Babak Rafati: Im Dortmunder Strafraum klärt ein Mitspieler von Kamara den Ball, und von da aus springt diesem das Spielgerät aus kurzer Entfernung an den Arm. Dabei ist der Arm angelegt und in natürlicher Haltung, sodass kein strafbares Handspiel vorliegt. Eine richtige Entscheidung, weiterspielen zu lassen.

 

Szene 10: Bei einem Konter des FSV Zwickau kommt es zu einem Luftzweikampf zwischen Dennis Lippert (Bayreuth) und Mike Könnecke (Zwickau). Könnecke geht dabei  zu Boden, während Lippert glatt Rot sieht. [TV-Bilder – ab Minute 2:30]

Babak Rafati: Bei diesem Luftzweikampf leitet Könnecke vor dem eigenen Strafraum den aufspringenden Ball per Kopf zu einem Mitspieler weiter und damit einen aussichtsreichen Konter ein. Dabei kommt Lippert angelaufen, springt hoch und will auch den Ball spielen. Er verfehlt das Spielgerät aber und trifft stattdessen Könnecke beim Sprung in der Luft durch eine Drehung mit dem Rücken an der Schulter. Dabei kommt Könnecke zu Fall. Das ist zweifelsfrei ein Foulspiel, das rücksichtslos ist und mit der gelben Karte geahndet werden muss. Es wäre besser gewesen, zunächst weiterspielen zu lassen, um den guten Konter ausspielen zu lassen und nachträglich in der nächsten Spielunterbrechung die gelbe Karte zu zeigen. Eine rote Karte zu zeigen, ist allerdings eine Fehlentscheidung, denn es liegt keine brutale Spielweise oder Gesundheitsgefährdung des Gegenspielers vor. Womöglich hat der Schiedsrichter aus seiner Position – hinter dem Luftzweikampf – entweder die Intensität des Treffers mit dem Rücken überschätzt oder aber auch – was ich eher annehme -, einen Tritt durch das ausgestreckte Bein von Lippert im Zweikampf, der ins Leere geht, wahrgenommen.

 

Szene 11: Moritz Stoppelkamp (Duisburg) dringt in den Strafraum ein und geht gegen Markus Ballmert (Meppen) zu Fall. Schiedsrichter Wolfang Haslberger gibt Elfmeter für den MSV. [TV-Bilder – ab Minute 2:35]

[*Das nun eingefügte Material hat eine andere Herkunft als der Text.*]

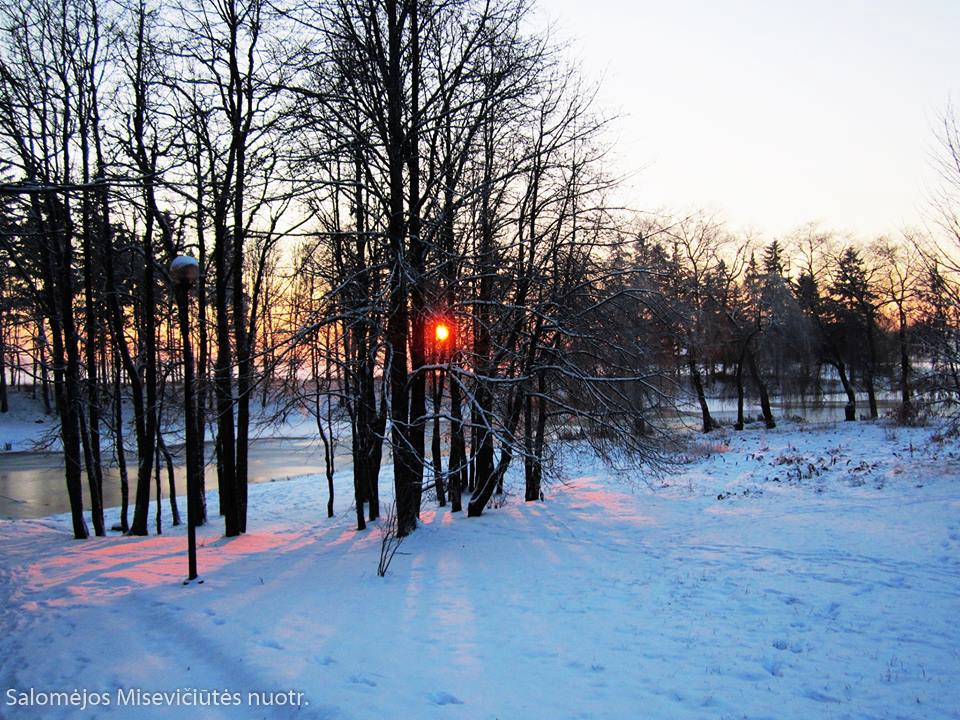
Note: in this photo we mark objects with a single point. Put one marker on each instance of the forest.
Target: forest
(406, 228)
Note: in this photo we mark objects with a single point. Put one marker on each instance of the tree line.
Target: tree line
(350, 175)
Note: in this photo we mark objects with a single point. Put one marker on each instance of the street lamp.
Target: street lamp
(184, 270)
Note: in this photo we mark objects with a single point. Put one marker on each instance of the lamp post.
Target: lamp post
(184, 270)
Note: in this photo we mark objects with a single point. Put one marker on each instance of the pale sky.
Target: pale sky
(773, 113)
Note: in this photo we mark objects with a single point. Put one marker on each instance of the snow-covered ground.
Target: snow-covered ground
(808, 572)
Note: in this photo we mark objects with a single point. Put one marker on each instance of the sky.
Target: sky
(773, 114)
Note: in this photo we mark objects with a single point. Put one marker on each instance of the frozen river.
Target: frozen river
(32, 483)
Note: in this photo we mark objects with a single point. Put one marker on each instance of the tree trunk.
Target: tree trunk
(697, 382)
(768, 419)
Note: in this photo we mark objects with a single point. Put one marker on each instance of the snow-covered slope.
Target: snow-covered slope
(801, 573)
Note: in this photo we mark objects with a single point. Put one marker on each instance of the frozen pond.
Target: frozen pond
(32, 483)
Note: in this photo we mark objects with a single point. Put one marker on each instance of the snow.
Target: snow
(810, 571)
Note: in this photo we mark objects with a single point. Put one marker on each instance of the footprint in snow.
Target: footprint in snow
(444, 698)
(774, 667)
(362, 680)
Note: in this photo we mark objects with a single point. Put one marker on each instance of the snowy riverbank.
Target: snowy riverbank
(811, 571)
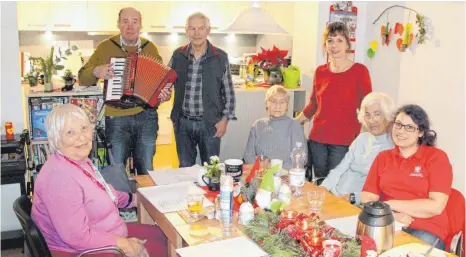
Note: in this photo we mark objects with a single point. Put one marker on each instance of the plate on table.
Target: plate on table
(413, 250)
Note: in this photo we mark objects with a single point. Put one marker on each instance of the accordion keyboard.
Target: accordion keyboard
(115, 85)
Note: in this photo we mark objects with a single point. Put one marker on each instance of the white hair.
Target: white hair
(277, 90)
(386, 105)
(57, 119)
(198, 15)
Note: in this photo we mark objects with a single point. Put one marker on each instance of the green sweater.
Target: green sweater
(102, 54)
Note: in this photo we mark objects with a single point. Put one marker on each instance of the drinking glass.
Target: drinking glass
(195, 204)
(332, 248)
(316, 200)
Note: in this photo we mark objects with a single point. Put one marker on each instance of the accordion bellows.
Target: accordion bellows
(143, 78)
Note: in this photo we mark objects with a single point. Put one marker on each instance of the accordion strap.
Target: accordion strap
(126, 51)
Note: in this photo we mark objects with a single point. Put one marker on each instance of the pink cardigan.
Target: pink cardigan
(72, 212)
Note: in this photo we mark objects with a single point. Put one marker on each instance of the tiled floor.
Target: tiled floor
(12, 253)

Babak Rafati: Stoppelkamp dringt in den Strafraum ein, will sich den Ball an Ballmert vorbeilegen und weiterlaufen, um sich in eine gute Position zu bringen. Dabei nimmt Ballmert den Fuß heraus, um sicherlich den Ball zu spielen. Er verfehlt allerdings das Spielgerät, kann Stoppelkamp nur noch durch ein Foulspiel aufhalten und am Weiterlaufen hindern, indem Stoppelkamp über das ausgestreckte Bein, mit dem Ballmert zum Ball wollte, zu Boden fällt. Eine richtige Entscheidung, auf Elfmeter zu entscheiden.

 

Szene 12: Bei einem Zweikampf im Strafraum gegen Kebba Badjie (Oldenburg) berührt Michel Stöcker (Verl) den Ball möglicherweise zweimal mit der Hand. Einen Elfmeter gibt es nicht. [TV-Bilder – ab Minute 2:55]

Babak Rafati: Bei einem Zweikampf im Strafraum von Verl kommen Badjie und Stöcker zu Fall, stürzen dabei auf den Ball und berühren beide das Spielgerät mit der Hand. In beiden Fällen liegt allerdings keine Absicht vor, sodass es sich nicht um ein strafbares Handspiel handelt. Eine richtige Entscheidung, weiterspielen zu lassen.